Mondays, as always, are for questions from students.

Question:

I have been educated to take the naturalistic fallacy seriously, even though I thought it was a bit of bunk, because some smart and good men espouse it.  You write in both popular and specialist venues.  In one of your more popular articles, I notice you make short shrift of the fallacy.  Do you treat it briefly because you consider it a simple, albeit serious, mistake, or just because of the audience?  If it is really simple, then why do those smart and good men err?

Reply:

Like you, I was educated to believe that deriving an is from an ought is invalid.  Just because so much has been written about why this “naturalistic fallacy” is not a fallacy, by thinkers like Peter Geach, Ralph McInerny, Anthony Lisska, and Robert Koons, I don’t think I need to explain at great length.  I’ve also found that sometimes saying too much obscures the point rather than clarifying it, no matter what the venue.  But I do think the error is simple.

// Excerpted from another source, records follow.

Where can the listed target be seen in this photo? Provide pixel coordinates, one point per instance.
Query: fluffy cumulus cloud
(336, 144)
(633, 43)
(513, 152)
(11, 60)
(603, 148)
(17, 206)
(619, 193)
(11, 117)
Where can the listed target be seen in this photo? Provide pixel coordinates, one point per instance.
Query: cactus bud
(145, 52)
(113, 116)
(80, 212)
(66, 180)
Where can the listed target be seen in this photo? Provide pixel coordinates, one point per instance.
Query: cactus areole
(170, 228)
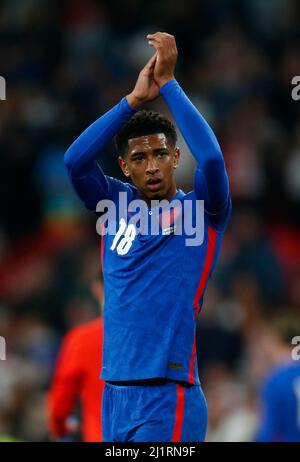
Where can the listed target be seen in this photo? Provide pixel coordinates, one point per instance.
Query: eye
(138, 158)
(161, 154)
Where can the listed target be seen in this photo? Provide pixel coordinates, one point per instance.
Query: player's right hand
(146, 89)
(166, 59)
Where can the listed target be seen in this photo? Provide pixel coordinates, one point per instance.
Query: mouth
(154, 184)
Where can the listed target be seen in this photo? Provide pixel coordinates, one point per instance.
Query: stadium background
(67, 62)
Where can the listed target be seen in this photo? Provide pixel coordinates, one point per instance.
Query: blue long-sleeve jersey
(154, 288)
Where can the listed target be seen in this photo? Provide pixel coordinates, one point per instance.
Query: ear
(123, 166)
(176, 158)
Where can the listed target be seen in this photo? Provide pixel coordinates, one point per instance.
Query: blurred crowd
(65, 63)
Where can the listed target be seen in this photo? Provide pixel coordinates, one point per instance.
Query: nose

Yes, some smart and good thinkers espouse it.  We all commit many errors; they would say I am committing one now.  In general, to attain a single insight, one must unlearn a dozen mistakes.  I say a dozen, but that’s if one is lucky.

It seems to me that “Is does not entail ought” is a claim about ontology, disguised as a claim about logic.  I can’t see why anyone should accept it unless he denies that things have real moral properties.  In that case he will say that is statements describe facts, ought statements express attitudes toward facts, and nothing about the facts could ever make any attitudes unfitting.

But this is absurd.  “Seeing is the function of the eye” is an is statement.  But to assert it is to hold that eyes that see well are good eyes, and eyes that see poorly are bad eyes.  And since “good” means what ought to be furthered, we ought to help bad eyes see better.

Again, “Arsenic is a poison” is an is statement.  But to assert it is to hold that arsenic injures the natural good of health.  And since evil means what ought to be avoided, we ought to keep arsenic off our tables.

Christian Smith helpfully remarks, “the descriptive observation is first made that is and ought belong to different orders, from which is then derived the normative injunction that we should keep them separate.  But if we really cannot get an ought from an is, where did that injunction come from?”